September 06, 1993|By Rob Hiaasen | Rob Hiaasen,Contributing Writer

To parents whose daughters or sons are bright, nostalgic, sociable, creative and college-bound high school seniors:

You will pay for this.

We ran a tab on the cost of being a high school senior. Many of the purchases are optional, of course. We didn't include the cost of a helicopter, which has been rented for a prom night.

And don't date yourself by remembering when class rings cost $25 and were actually worn. Class rings now cost more than $200 and disappear like socks.
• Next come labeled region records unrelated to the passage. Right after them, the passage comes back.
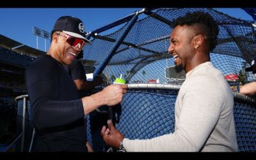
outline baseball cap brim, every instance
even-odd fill
[[[248,67],[245,68],[245,71],[246,72],[252,72],[256,70],[256,65],[251,66],[250,67]]]
[[[90,43],[90,44],[92,44],[92,42],[91,42],[90,40],[88,40],[88,39],[86,39],[86,38],[85,38],[84,36],[83,36],[80,35],[79,34],[77,34],[77,33],[74,33],[74,32],[70,32],[70,31],[62,31],[64,32],[65,33],[66,33],[66,34],[70,35],[70,36],[74,36],[74,37],[76,37],[76,38],[79,38],[83,39],[83,40],[84,40],[86,42],[88,42],[88,43]]]

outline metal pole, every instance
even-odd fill
[[[28,150],[29,152],[31,152],[31,148],[32,148],[32,145],[33,145],[33,141],[34,140],[34,136],[35,136],[35,128],[33,129],[33,133],[32,133],[32,138],[31,138],[31,141],[30,143],[30,146],[29,146],[29,150]]]
[[[38,36],[36,36],[36,49],[38,49]]]
[[[46,52],[46,39],[44,39],[44,51]]]
[[[21,138],[20,152],[23,152],[24,144],[25,140],[25,120],[26,120],[26,109],[27,105],[27,97],[23,98],[23,113],[22,113],[22,137]]]
[[[95,70],[93,72],[93,79],[102,72],[102,70],[107,65],[108,62],[109,62],[110,60],[114,56],[115,52],[118,49],[122,42],[123,42],[124,39],[127,35],[128,33],[130,31],[133,25],[136,22],[138,14],[139,12],[136,12],[133,17],[132,18],[132,19],[128,22],[127,26],[126,26],[126,28],[124,29],[123,34],[122,34],[118,37],[118,38],[116,39],[116,42],[113,45],[113,47],[112,47],[112,49],[109,51],[109,52],[107,55],[107,58],[104,61],[102,61],[100,63],[100,64],[99,64],[99,67],[95,69]]]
The cost of being a senior is more than $1,400 -- give or take an 8-by-10 graduation picture or three. For about $1,260 a semester, you could send your child to Morgan State University or, for $1,500, to Towson State University.

Meaning: Senior year also prepares the parent for college.

We talked to senior class advisers, parents and businesses that cater to seniors. Here's the conservative tab for senior year:

* Class ring, $250.

* Senior class picture, $150.

* Homecoming dance tickets, $10.

* Extracurricular activities: To play lacrosse, for example, a student would need to buy a $50 attack stick and $60 lacrosse shoes, among other things; drama club members might buy an $8 T-shirt plugging each play; and it would cost $160 -- which includes uniform rental -- for your senior to be in the marching band.

* Fund-raisers: Figure $30 for a car wash, Christmas wrapping paper, candy or anything else hawked by kids to raise money for senior activities.

* Prom: Tickets, $30; prom dress, $200 (or tuxedo rental, $75); hair job, $25; on-site prom picture, $10; corsage, $12 (sweetheart roses); limo, $60 a person if six kids rent one for $60 an hour and buy six hours; dinner, $50.

(Sure, proms can cost much more: helicopters, boffo hotels and restaurants. But some seniors have been known to be sensible about it. Really.)

* College boards: SAT, $20; ACT, $16; and AP, $75. Acronyms aren't cheap.

* Graduation announcements, $40.

* Caps and gowns: $15.

* Yearbook, $25; video yearbook, $25; video of graduation, $20.

* College applications: Let's say your child applies to four colleges. At $25 a pop, that's $100.

That's $100 to ask four schools which one will let you spend, for one semester, about as much as you've already spent on senior year for your bright, nostalgic, sociable and creative child.